Bei Android – und das ist gar nicht so sehr Google anzulasten – ist die Hardware-Basis derart unterschiedlich, dass das manchmal nicht möglich ist, und sie wird immer größer die „Vielfalt“ der Plattformen. Ein Android-Device unterstützt 3D, ein anderes hat eventuell kein echtes Multitouch-Display, und wieder ein anderes, wie etwa das Xperia Play, hat „echte Buttons“ als Steuerungseinheiten. Als Gameloft beispielsweise eine Version des Ego-Shooters N.O.V.A. für das PlayStation Phone herausbrachte, sah man auf dem Head-up-Display noch Elemente, die von Geräten mit Touchscreen-Steuerung herrührten, die aber ja auf dem Xperia Play wegen Analogstick und Aktionsbuttons ohne Funktion blieben. Entsprechend waren diese Anzeigen nur Ballast auf dem Display. Gameloft durfte sich dafür ein wenig Gekicher anhören.
Und wo wir gerade beim Display sind. Das HTC Solution hat eine recht „hohe“ Auflösung, es gibt andere Geräte, die weniger Pixeldichte und Bildpunkte anbieten. Für Gameloft bedeutet dies, entweder den kleinsten gemeinsamen Nenner zu finden, dann würden aber auf Geräten mit höherer Auflösung die Spiele „bescheiden“ ausschauen, oder aber man muss eben die Texturen in den 3D-Games jedes Mal für eine spezielle Auflösung anfertigen, damit alles „passt“. Von den unterschiedlichen Prozessoren in den Geräten möchte man am besten gar nicht erst anfangen zu sprechen.
Fazit
Meine Meinung ist, dass Gameloft erst noch den Erfolg des HTC Sensation abwarten wird.

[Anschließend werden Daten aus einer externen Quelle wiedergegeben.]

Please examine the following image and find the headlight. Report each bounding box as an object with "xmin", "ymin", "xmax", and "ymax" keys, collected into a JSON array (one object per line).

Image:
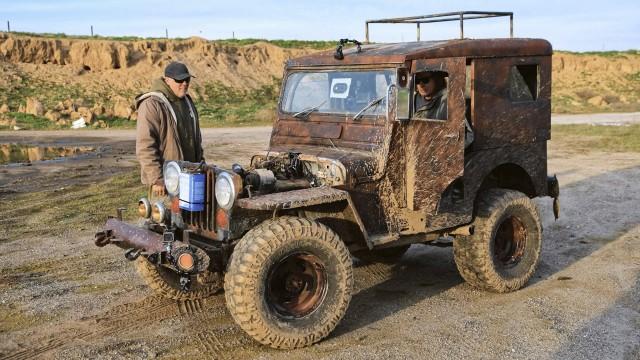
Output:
[
  {"xmin": 138, "ymin": 198, "xmax": 151, "ymax": 219},
  {"xmin": 215, "ymin": 172, "xmax": 236, "ymax": 210},
  {"xmin": 151, "ymin": 201, "xmax": 167, "ymax": 224},
  {"xmin": 164, "ymin": 161, "xmax": 180, "ymax": 196}
]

Meine Meinung ist aber ebenso, dass Android-Besitzer sich der oben auszughaft beschriebenen Problematik bewusst werden müssen, damit sie nicht derart überzogene Forderungen formulieren. Und für Gameloft und andere Games-Entwickler hoffe ich, dass sich irgendwas am „System“ Android ändert. Vor allem mit Blick auf Independent-Entwickler, die so viele Ressourcen gar nicht haben, um die vielen vielen Plattformen und unterschiedlichen Versionen zu beackern.